Mark Cuban, the billionaire Dallas Mavericks owner who founded the network designed around quality high-definition programming, said Rather has helped HDNet immeasurably.

"It's far exceeded my expectations," Cuban said. "There isn't a show on TV that compares to it. It's been amazing."

Rather insists he's put the unpleasant end to his CBS News career in the "distant past," although the bitter skirmish with Moonves suggests it's a lot closer than he's letting on. He said he doesn't use it for motivation.
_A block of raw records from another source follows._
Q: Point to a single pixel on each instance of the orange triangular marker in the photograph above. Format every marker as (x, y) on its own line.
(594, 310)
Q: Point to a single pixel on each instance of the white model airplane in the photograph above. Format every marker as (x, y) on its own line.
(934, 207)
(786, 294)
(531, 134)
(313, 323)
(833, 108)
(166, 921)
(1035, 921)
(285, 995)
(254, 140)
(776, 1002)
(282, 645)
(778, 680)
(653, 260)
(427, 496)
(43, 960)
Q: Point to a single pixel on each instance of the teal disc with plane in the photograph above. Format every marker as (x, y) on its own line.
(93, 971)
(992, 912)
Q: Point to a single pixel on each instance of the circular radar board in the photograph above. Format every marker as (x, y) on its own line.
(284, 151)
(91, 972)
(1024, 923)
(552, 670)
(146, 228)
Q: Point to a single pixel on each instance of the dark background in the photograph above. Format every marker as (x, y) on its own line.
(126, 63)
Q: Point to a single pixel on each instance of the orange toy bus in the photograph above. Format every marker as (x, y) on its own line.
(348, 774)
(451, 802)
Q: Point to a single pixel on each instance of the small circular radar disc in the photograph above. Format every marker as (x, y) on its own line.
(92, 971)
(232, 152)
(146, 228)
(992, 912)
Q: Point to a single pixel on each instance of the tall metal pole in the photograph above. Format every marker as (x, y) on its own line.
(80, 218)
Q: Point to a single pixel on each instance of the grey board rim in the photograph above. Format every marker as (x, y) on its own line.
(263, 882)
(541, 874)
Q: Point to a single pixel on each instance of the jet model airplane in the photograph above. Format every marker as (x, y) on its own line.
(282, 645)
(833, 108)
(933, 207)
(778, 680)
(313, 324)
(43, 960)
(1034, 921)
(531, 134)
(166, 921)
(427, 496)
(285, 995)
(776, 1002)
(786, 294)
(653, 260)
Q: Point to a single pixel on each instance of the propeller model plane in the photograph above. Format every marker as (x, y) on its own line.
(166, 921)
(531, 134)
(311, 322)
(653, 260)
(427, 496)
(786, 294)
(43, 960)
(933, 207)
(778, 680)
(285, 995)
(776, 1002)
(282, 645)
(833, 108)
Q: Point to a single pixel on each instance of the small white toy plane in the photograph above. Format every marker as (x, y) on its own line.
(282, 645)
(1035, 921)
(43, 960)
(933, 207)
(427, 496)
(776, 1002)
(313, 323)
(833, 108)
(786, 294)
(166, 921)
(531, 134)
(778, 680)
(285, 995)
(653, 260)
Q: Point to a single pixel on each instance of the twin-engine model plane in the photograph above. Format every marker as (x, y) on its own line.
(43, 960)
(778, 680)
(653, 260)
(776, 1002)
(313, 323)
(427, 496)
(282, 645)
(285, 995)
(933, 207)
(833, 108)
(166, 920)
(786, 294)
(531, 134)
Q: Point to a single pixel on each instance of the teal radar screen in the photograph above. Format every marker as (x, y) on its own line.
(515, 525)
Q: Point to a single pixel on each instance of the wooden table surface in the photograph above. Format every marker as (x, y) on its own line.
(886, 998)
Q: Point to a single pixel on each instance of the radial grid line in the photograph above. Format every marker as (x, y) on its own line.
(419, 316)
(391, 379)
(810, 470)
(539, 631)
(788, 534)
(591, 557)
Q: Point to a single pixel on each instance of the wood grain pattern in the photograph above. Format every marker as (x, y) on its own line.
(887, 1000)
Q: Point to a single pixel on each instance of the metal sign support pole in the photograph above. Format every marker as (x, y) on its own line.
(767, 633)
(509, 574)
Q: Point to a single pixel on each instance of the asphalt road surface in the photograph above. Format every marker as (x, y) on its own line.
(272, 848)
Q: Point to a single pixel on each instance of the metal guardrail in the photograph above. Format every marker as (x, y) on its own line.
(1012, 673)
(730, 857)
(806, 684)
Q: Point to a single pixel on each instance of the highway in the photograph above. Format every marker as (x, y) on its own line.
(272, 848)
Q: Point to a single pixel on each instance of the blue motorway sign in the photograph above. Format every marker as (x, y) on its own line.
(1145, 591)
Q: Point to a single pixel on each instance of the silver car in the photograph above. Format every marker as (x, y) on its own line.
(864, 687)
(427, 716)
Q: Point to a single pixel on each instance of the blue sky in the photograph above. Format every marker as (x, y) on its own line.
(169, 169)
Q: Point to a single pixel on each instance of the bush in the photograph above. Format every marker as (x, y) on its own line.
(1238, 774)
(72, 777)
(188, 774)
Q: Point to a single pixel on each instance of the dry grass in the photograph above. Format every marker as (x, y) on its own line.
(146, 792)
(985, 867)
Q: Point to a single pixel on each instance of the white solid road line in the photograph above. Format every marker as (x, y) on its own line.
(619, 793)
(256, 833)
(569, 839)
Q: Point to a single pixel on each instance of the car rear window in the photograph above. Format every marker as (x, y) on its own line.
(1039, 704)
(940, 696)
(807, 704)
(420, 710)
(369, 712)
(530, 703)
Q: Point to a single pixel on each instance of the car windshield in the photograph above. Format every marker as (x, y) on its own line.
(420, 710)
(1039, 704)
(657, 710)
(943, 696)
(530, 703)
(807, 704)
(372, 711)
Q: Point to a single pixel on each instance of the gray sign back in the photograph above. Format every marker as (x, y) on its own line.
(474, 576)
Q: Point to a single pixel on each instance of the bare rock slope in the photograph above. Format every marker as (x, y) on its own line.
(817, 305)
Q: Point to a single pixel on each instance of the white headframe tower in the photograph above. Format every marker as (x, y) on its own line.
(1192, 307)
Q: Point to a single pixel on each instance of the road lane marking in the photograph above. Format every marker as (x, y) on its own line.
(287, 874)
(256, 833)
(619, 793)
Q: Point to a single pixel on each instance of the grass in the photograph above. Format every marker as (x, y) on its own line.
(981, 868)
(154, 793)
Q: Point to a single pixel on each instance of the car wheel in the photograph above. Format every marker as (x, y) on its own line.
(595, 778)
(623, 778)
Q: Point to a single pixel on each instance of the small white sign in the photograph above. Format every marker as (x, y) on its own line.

"Does he want to let them know they let a good player go?" asked Jim Murphy, Rather's last executive producer at the "CBS Evening News." "I would think that seems natural, that seems human. But I don't think it's motivation. I just think he's doing work he loves to do."

For a man used to the power of network television, HDNet is like a tree falling in some distant forest. Rather's show airs 14 times in a typical week (new episodes premiere Tuesday at 8 p.m. ET), but there's no estimate of how many people watch.

Cuban said "Dan Rather Reports" will soon be offered on iTunes. The program could get greater visibility if offered on the Internet, or if a deal could be struck to show reruns on a more widely distributed cable channel, but Cuban is against that because HDNet would essentially be competing with itself.

Rather said he's considering adding a second correspondent next season: "I'd love to do something here that outlasts my time on the program."